I could detonate a bomb inside his house.

Maybe this danger that he feels in me is power, a power that is mine to wield. Maybe it’s a trap, for one or the other of us, or both.

Or maybe we are just two people, dancing around each other in precise propriety, bonded in a vow of separation. A reciprocal vulnerability, each of us capable of the other one’s destruction.

I shift the baby’s weight into my elbow. For one precarious second, the tiny life of the man’s only son tilts, half-held, over the floor, while I swing my other hand around my back to catch the dangling strap.

Then I click the buckle in and the baby’s safe against me. The Dad’s free to retreat. I’m free to move.

If the tension inherent in our two positions were something we could talk about, I would take a moment, then, to reassure him. You are safe with me, I’d like to tell him. I mean you no harm, and I trust you not to harm me.

I see everything you have from an intimate angle. I see the wealth, the house, the love that you share with your children and your wife, and I don’t want it.

I only want to play my role here in your home.

I only want to keep the trust you’ve given me, until your family outgrows my hired love, and I move on.

Pure and Fleeting

Lean your forehead
into mine. Encircle
me in arms and snare
one fist at the nape 
of my neck.
Then,

scream.
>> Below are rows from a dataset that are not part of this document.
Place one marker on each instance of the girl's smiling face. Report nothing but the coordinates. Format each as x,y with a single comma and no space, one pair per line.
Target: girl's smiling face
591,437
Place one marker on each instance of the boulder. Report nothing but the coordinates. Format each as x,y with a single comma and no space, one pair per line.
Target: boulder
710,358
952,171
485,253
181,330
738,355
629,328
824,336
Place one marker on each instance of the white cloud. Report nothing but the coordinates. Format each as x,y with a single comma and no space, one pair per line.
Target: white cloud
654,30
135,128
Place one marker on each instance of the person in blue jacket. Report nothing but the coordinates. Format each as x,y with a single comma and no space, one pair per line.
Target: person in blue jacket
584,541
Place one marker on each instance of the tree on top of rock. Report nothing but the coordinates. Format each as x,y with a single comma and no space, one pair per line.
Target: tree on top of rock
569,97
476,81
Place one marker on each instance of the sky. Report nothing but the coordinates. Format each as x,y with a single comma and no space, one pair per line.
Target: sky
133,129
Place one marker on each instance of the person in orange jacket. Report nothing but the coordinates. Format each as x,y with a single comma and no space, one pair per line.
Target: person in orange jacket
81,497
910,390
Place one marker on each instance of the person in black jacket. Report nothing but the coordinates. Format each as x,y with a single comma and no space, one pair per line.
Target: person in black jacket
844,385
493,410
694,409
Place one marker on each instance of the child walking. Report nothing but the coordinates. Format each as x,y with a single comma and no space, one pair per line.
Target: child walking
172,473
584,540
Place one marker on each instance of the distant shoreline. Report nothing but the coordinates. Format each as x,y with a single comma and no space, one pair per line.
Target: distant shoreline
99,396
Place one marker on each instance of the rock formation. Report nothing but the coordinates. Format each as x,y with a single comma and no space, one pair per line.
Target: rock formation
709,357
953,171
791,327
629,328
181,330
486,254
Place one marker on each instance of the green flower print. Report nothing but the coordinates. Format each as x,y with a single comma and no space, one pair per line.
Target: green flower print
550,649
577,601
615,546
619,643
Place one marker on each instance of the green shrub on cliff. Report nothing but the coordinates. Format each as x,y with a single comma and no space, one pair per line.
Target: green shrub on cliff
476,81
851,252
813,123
Unleash
a window-cracking
pterodactyl screech
right in my face as you 
spew a gutload of hot,
curdled breastmilk
down my shirt. 
Then,

smile. Throw your gums
wide open to display 
the milk-chunks
clinging to your 
tongue. 

Rip that fistful of hair 
from the base of my scalp 
as your laugh 
breaks over me.
Ouch! Fuck!
Little angel– 
no one else
can love me 
like you do. 

Shabbat Shalom, y’all. 😁

Shalom Bayit

You enter your bedroom.

It is dark, and I

am inside, singing

swaying with 

your infant son

against my chest. I 

am ten years 

younger 

than your wife 

and my voice is soft

and lullabye-pretty.

.

You move quickly 

into and out. I

turn my back, eyes

latching on the eyelids

drooping in my arms.

.

I mean you no harm 

and you mean me no harm. 

You take your shirt, 

go, and I continue, 

rocking in the dark room, 

singing.

.

(Shalom Bayit is a Jewish value. It translates to “peace in the home”, and describes familial wholeness and healthy connection in a marriage.)